Bergareche hopes to perform Coma in a hospital or hospice at some point, as "hospices and hospitals are powerful places where we see stories that really matter."
While Aaron Johnson has recently begun performing in Austin, his short piece "Life's No Way" is his first time to direct here. The play, which he cowrote with Anders Nerheim, takes place in a gender-neutral restroom at a high-end wedding venue, where brides and grooms play out their crises by the toilets.
Says Johnson, "I was very aware when I went to school for acting that a career as an employed actor is very hard to come by. I was told if I wanted work, I would have to make it. So to find a community that not only supports new works but has two months of the year dedicated to exploring new stories is an incredible prospect."
Stephen Bittrich brings to the Short Fringe "Two Eggs," his play about a neighbor with multiple personalities who attempts to borrow a couple of eggs. No stranger to the short play format, Bittrich has had several short works produced in New York and elsewhere. He moved here from NYC in 2014 and looks at FronteraFest as an opportunity to network and build bridges. "The first year was just about getting my bearings in Austin and making new friends," he says, "but now I'm actively seeking my 'tribe' here."
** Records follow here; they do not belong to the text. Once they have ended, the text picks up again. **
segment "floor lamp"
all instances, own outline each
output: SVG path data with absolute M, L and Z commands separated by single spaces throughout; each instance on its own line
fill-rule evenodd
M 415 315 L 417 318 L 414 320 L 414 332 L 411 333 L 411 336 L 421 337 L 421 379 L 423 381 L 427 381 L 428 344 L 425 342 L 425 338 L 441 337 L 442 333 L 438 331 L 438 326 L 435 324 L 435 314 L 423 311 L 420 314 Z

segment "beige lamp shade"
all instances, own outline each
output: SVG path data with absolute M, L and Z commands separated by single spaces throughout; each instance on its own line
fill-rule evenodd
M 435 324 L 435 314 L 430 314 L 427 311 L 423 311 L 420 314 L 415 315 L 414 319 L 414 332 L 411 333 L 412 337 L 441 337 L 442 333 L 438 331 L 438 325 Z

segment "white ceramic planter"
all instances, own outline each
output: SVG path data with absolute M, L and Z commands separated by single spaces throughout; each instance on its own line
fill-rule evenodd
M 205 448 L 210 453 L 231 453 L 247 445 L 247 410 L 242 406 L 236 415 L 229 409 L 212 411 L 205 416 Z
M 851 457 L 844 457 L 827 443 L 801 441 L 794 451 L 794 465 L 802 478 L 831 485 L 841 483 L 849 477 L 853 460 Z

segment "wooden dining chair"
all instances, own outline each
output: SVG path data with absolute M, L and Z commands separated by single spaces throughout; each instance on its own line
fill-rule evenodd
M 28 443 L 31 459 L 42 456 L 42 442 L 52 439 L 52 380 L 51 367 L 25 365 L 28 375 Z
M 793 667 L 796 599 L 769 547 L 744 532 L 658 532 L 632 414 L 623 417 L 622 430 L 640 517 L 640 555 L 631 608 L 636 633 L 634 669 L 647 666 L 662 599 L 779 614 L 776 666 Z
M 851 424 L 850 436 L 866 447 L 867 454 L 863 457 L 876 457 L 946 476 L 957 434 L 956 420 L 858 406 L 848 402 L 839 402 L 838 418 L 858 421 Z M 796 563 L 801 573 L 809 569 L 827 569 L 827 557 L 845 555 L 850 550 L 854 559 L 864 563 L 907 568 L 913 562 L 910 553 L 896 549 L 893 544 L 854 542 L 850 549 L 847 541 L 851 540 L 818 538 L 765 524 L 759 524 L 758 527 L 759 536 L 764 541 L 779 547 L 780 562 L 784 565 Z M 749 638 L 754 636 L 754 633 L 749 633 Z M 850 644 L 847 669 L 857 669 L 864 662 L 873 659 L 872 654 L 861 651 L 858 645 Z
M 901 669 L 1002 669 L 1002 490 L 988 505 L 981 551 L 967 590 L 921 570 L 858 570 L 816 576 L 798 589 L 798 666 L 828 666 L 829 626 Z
While Bittrich doesn't have lofty goals for "Two Eggs" beyond making people laugh and possibly earning a spot in Best of the Fest (the final week of Short Fringe performances featuring audience and crew favorites from the previous four weeks), he's interested in learning what other opportunities are available on the stage scene: "I'm really excited about the high quality of work being done in Austin and hope to be a part of it somehow. I know a lot of the local theatre companies do established plays. I'm hoping that more and more the local theatres will do new work."
For audiences, FronteraFest represents the chance to peer into one of the working laboratories of Austin, to see what strange organisms are growing there. That can mean seeing familiar faces trying something new, or catching first appearances by newcomers who may become mainstays of the scene.
Each year, the festival gives artists space to connect with audiences and with each other. It's all about taking the chance.
FronteraFest 2016
FronteraFest 2016 runs Jan. 12-Feb. 13. Short Fringe performances are Jan. 12-Feb. 13, Tue.-Sat., 8pm, at Hyde Park Theatre, 511 W. 43rd. Long Fringe performances are Jan. 18-31, Mon.-Sun., times vary, at Ground Floor Theatre, 979 Springdale. For more info, visit www.hydeparktheatre.org.
"Monkey Off Back – Circus Still in Town!," by Dick Satori, will be performed Thu., Jan. 21, 8pm, at Hyde Park Theatre, 511 W. 43rd.
Coma, by Jacobo Bergareche, runs Fri., Jan. 22, 9:15pm; Sun., Jan. 24, 6pm; Sat., Jan. 30, 8:45pm; Sun., Jan. 31, 4pm, at Ground Floor Theatre, 979 Springdale.
"Two Eggs," by Steven Bittrich, will be performed Wed., Feb. 3, 8pm, at Hyde Park Theatre.
"Life's No Way," by Aaron Johnson & Anders Nerheim, will be performed Thu., Feb. 4, 8pm, at Hyde Park Theatre.